Colpisce soprattutto le donne. Porta affanno dopo uno sforzo fisico anche minimo, gonfiore alle caviglie e senso di oppressione all’addome. E’ l’identikit dell’ipertensione polmonare, malattia rara che, in assenza di trattamento, può purtroppo risultare mortale entro due-tre anni dalla diagnosi. Per un ideale approccio a questa patologia è necessario far riferimento ad alcuni centri che hanno sviluppato una specifica preparazione. Tra questi c’è sicuramente l’Ospedale Monaldi di Napoli, dal cui centro per l’ipertensione parte l’iniziativa scientifica tenutasi all’Hotel La Palma di Capri, dall’11 al 13 maggio, dal titolo 'Fourth Focus on Pulmonary Hypertension'.
Un congresso internazionale che ha coinvolto ricercatori di tutto il mondo e che ha un duplice obiettivo, come spiega il dr. Michele D’Alto, Responsabile U.O.S. 'Management cardiocircolatorio dell’ipertensione polmonare', dell’Ospedale Monaldi: “da un lato condividere i nuovi dati di ricerca sull’ipertensione e dall’altro creare un network italiano ed internazionale che consenta una risposta sanitaria più adeguata e una gestione più razionale delle risorse. La creazione di un network specifico per l’ipertensione arteriosa polmonare rappresenta un momento imprescindibile per garantire un adeguato percorso diagnostico e per fornire al paziente le risposte terapeutiche più moderne”.
“L’ipertensione arteriosa polmonare – prosegue il dr. D’Alto - è una malattia grave, caratterizzata dal restringimento progressivo delle piccole arterie del circolo polmonare. E’ una patologia abbastanza rara e per certi versi poco conosciuta: colpisce circa 50 persone su un milione, quindi in Italia si stima ci siano più o meno 3.000 pazienti. La malattia ha spesso un esordio subdolo e poco specifico: dispnea, astenia, facile affaticabilità. Condizioni che sono presenti nella maggior parte delle patologie cardiologiche o pneumologiche, dilatando proprio per questo i tempi di diagnosi”.

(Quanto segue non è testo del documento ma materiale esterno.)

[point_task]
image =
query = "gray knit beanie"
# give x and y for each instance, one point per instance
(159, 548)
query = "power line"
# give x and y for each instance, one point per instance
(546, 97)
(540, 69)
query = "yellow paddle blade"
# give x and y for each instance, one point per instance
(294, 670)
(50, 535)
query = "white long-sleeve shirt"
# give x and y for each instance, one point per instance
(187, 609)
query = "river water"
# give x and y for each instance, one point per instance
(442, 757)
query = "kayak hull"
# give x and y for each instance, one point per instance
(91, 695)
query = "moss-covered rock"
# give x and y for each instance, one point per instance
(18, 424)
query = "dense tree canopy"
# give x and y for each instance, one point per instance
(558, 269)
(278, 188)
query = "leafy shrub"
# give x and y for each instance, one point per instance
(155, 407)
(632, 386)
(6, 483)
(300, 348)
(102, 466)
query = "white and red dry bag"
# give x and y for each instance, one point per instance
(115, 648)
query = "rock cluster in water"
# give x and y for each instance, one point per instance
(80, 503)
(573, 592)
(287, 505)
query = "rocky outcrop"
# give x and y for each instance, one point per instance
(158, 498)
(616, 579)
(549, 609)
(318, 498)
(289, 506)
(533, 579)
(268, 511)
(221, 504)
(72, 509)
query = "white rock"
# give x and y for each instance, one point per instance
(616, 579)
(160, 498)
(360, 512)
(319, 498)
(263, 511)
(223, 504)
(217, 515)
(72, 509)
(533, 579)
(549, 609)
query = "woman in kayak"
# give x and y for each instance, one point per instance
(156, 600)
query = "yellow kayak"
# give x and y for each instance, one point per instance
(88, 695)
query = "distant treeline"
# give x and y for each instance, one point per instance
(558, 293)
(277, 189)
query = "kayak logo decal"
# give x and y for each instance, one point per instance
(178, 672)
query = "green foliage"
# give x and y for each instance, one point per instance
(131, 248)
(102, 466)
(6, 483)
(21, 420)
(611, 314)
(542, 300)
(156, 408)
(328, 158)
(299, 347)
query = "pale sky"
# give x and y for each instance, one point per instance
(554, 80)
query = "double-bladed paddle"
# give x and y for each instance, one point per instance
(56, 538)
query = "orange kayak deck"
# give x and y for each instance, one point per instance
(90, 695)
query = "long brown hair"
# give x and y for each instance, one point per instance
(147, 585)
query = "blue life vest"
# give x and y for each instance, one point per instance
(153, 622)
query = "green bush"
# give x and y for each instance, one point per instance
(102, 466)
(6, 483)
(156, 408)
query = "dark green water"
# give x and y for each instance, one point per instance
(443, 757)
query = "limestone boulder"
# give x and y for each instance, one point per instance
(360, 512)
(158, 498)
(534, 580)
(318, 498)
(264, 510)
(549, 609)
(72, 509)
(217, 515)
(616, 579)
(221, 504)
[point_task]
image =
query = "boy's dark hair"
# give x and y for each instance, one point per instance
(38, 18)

E proprio l’accertamento precoce della malattia può fare la differenza, soprattutto se si pensa ai tempi di esordio. Anche se può colpire tutte le fasce d’età, l’ipertensione polmonare insorge in genere tra i 30 e i 50 anni, nel pieno cioè dell’attività lavorativa e affettiva di una persona, se non addirittura quando un giovane sta ancora programmando il proprio futuro. “I principali 'unmet needs' del paziente – conferma il dr. D’Alto - sono da un lato il ritardo diagnostico (l’intervallo medio tra l’insorgenza dei sintomi e la diagnosi è di oltre due anni), dall’altro la scarsa esperienza dei centri periferici e la mancanza di una vera rete tra centri esperti (o di riferimento) e questi centri periferici. L’Ospedale Monaldi, che segue oltre 250 pazienti con ipertensione polmonare, ha attualmente il secondo centro italiano per dimensioni, e ci consente di trattare al meglio una malattia che, ricordo, è altamente invalidante, caratterizzata da un elevato tasso di ospedalizzazione e con un forte impatto sociale, in quanto la disabilità si ripercuote sull’attività lavorativa e relazionale”.
Fortunatamente la ricerca in questo campo è in continua evoluzione e ha consentito di identificare, negli ultimi due decenni, numerose molecole attive sulle cellule delle arterie polmonari malate. “Ultimamente – conclude il dr. D’Alto - la ricerca si sta orientando sullo studio delle associazioni di farmaci da somministrare precocemente, ossia appena la malattia viene diagnosticata. Studio capostipite di queste associazioni è stato AMBITION, che ha valutato e verificato l’efficacia della terapia combinata di volibris e tadalafil. Pur rimanendo una condizione grave e progressiva, l’avvento di nuovi farmaci e di approcci terapeutici più aggressivi ha migliorato sensibilmente la sopravvivenza e la qualità di vita dei pazienti con ipertensione arteriosa polmonare. La diagnosi precoce e un approccio terapeutico adeguato rappresentano la migliore risposta a tale malattia”.